With a flick of the mouse wheel, you can bring what at first seem to be unimaginably distant subjects into sharp focus. From mere hazy pinpricks on the horizon, blocks of buildings resolve themselves into defined shapes, revealing details that seem impossible to have been captured from so far away.

Naturally, the closer you look, the more intimate the details become: a man working in his walled-in backyard, laundry air-drying on an apartment balcony, a couple hugging in an alley.

What seems at first to be an impersonal, "Where's Waldo"-esque urban jumble becomes a patchwork quilt of millions of all-too-human moments.

This astonishing level of detail was achieved by a Canon 7D digital camera equipped with a telephoto lens and mounted to a motorized platform. A computer later stitched together thousands of photos taken from three locations atop the tower to create the panorama.

The resulting "image" weighs in at 150 gigapixels. In perspective, 150 gigapixels contains 18,750 times more detail than a picture taken with the 8-megapixel cameras in many smartphones.

The Tokyo image isn't even the record holder for the world's largest photo. That distinction belongs to a panorama of London, also taken by Martin, that tips the digital scales at 320 gigapixels -- 40,000 times more detailed than a smartphone image.

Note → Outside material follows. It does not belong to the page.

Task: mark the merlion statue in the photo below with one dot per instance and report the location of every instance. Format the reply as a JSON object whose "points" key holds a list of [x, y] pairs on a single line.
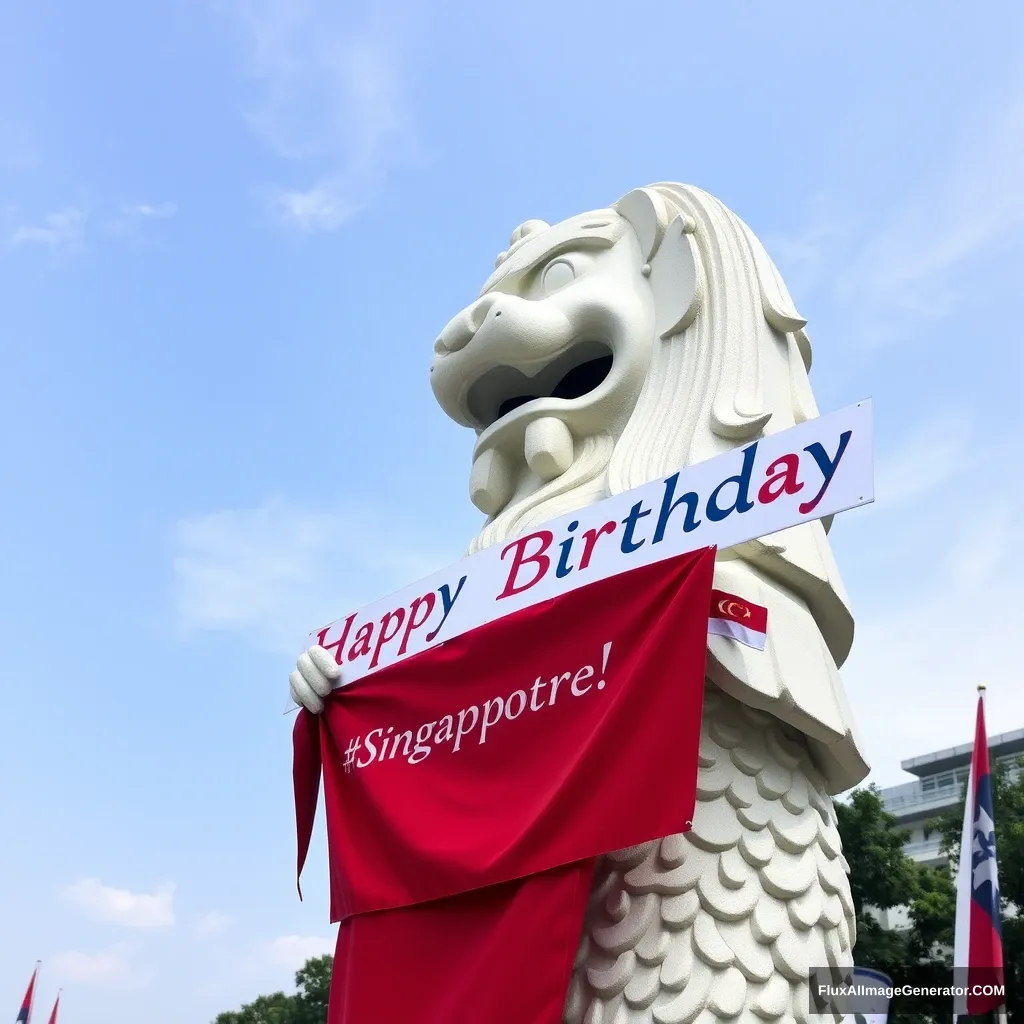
{"points": [[606, 351]]}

If you can spare enough brain power to formulate thoughts more complex than "Wow" in the midst of the inevitable gawking, you'll realize you easily could lose minutes, maybe hours, scrutinizing these images.

Like all technology, however, this achievement is a bit of a double-edged sword. Everyone to whom I have shown these images has followed a similar path of exploration. First, they zoom in on objects as far away as they can. Then, they look for things that are closer.

Eventually, however, they start looking in windows. They start peeping into bedrooms. I doubt anyone does it maliciously -- I didn't -- but rather out of sheer curiosity.

A bit of harmless voyeurism? Sure. The thing is, though, you can find what you're looking for.

I'm not decrying these photos as dangerous or misguided. On the contrary, I find them to be gloriously fascinating, but it makes you wonder. In an age when an estimated 300 million photos are uploaded to Facebook every day, how many are of you?

More importantly, who's looking at them?